By Susan and Mike McFarlane, RobotGuide. Edited by Frank Tobe, The Robot Report.
Says Mark Shmulevich, Russia’s Deputy Minister of Communications and Mass Media:
“Robotics holds a priority place on the Russian Communications and Media Ministry’s list of the most promising IT development lines, which is reflected in the IT Development Strategy prepared by the Ministry and approved by the Russian Government at the end of 2013. Our objective goes far beyond promoting research in this field. What we’ve got to do is to draw the attention of the wider public to robotics proper.”
In 2013, as part of the Moscow International Forum Open Innovations, Russian Prime Minister Dmitry Medvedev, Finnish Prime Minister Jyrki Katainen and French Prime Minister Jean-Marc Ayrault took part in a discussion that centered on what governments can do to support innovation. Mr. Medvedev said:
“We have approved a Strategy of Russia’s Innovation Development to 2020 and expect that its implementation will result in innovations adding about one percentage point to our economic growth, starting from 2015. We suggest that innovation activity should be regarded as a positive-sum game, where all participants derive the maximum gain precisely from a strategy of cooperation. There can be no isolationism here, because it leads nowhere.”

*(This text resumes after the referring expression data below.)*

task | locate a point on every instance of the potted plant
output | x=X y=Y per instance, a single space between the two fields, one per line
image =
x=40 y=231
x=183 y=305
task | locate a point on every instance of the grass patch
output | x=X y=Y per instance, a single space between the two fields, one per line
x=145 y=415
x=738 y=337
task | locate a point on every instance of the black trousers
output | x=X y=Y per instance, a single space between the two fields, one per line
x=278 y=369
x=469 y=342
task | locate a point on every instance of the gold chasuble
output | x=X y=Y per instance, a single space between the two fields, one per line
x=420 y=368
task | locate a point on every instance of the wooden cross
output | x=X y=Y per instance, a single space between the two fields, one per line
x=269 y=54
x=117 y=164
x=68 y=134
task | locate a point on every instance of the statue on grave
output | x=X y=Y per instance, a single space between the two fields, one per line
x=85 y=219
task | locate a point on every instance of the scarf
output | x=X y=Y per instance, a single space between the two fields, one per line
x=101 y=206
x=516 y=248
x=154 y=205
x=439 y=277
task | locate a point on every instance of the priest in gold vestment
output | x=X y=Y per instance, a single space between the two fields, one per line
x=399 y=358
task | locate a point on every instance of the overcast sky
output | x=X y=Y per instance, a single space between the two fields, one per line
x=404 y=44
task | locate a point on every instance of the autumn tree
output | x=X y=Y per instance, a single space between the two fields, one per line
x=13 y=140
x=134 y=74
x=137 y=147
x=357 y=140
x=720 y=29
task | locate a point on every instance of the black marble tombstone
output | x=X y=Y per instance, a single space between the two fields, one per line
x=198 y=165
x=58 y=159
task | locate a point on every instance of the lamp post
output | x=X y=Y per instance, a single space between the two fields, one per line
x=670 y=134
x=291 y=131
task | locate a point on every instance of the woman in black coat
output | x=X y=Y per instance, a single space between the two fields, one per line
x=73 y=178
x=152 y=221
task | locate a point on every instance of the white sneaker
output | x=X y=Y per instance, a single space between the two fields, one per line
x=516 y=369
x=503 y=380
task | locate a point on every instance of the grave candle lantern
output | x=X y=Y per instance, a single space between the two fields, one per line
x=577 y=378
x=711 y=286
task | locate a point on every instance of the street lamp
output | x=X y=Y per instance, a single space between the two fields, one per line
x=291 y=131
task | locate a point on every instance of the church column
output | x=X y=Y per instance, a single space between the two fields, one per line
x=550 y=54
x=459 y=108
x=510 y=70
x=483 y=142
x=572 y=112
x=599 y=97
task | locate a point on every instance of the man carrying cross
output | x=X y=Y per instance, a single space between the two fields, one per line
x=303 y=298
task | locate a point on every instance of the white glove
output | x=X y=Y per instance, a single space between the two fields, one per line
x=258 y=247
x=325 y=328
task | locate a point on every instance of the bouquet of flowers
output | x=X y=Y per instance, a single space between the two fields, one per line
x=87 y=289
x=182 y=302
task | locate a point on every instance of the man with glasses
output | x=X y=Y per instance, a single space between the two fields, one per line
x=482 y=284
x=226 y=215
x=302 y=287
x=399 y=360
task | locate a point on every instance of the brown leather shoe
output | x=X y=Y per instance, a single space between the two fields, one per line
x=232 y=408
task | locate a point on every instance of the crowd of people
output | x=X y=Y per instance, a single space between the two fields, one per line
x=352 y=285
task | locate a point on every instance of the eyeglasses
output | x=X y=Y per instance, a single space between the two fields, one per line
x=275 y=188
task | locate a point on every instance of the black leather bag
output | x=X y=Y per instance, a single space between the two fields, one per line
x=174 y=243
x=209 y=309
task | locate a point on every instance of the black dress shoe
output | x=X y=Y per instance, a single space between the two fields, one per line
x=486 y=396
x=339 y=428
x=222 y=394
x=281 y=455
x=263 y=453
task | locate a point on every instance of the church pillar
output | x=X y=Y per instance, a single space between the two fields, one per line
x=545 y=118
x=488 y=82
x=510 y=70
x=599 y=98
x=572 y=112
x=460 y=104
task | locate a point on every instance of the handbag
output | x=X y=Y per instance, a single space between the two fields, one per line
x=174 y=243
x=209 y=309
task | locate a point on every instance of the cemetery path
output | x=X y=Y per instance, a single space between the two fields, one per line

Finnish Prime Minister Katainen suggested that hyper-connectedness allowed Microsoft to become the symbol of Finnish innovation: Microsoft understood that it was investing an important sector when it bought Finland’s Nokia.
The three nations supported innovative development within their countries and see the importance of working with strategic partners — including other nation states and businesses — in order to support best practices in innovative development and, likewise, their growing economies.
Sustainable economic development is often at the mercy of politics, election cycles and alterations in federal investment, all of which effect how dreams can be realised. Those in the room all seemed committed to finding the will to sustain world-beating innovation utilizing their information technology advantage and large talent pool of well-educated young people.
Robohub’s Hallie Siegel attended last year’s event and summarized her visit and the event in a post entitled “Russia looks inward and outward at Moscow’s 2013 Open Innovations Forum.”
The 2014 Skolkovo Robotics Conference takes on a special importance in the pursuit of those goals. The 2-day agenda includes an expo of robotics pilot projects, as well as talks and round-table discussions by notable international guests and partners.
“The venture market in 2012 was $46bn in the US and $1bn in Russia with growth by 2020 to $75bn in the US and $5.5bn in Russia,” said Mikhail Shekhovstov from J’son & Partners Research.
The main funding methods available to innovative companies in Russia today include venture capital, business angels and seed accelerators. Although crowd funding and crowd investment was discussed at the 2013 conference, it is not really present yet in the Russian investment market. Business angels are only just starting to become a part of the funding toolbox in Russia.
The importance of inspirational Russian investors such as Yuri Milner, Dmitry Grishin and Dmitry Itskov, and the global investment community is not ignored, but all recognise that they are few and far between.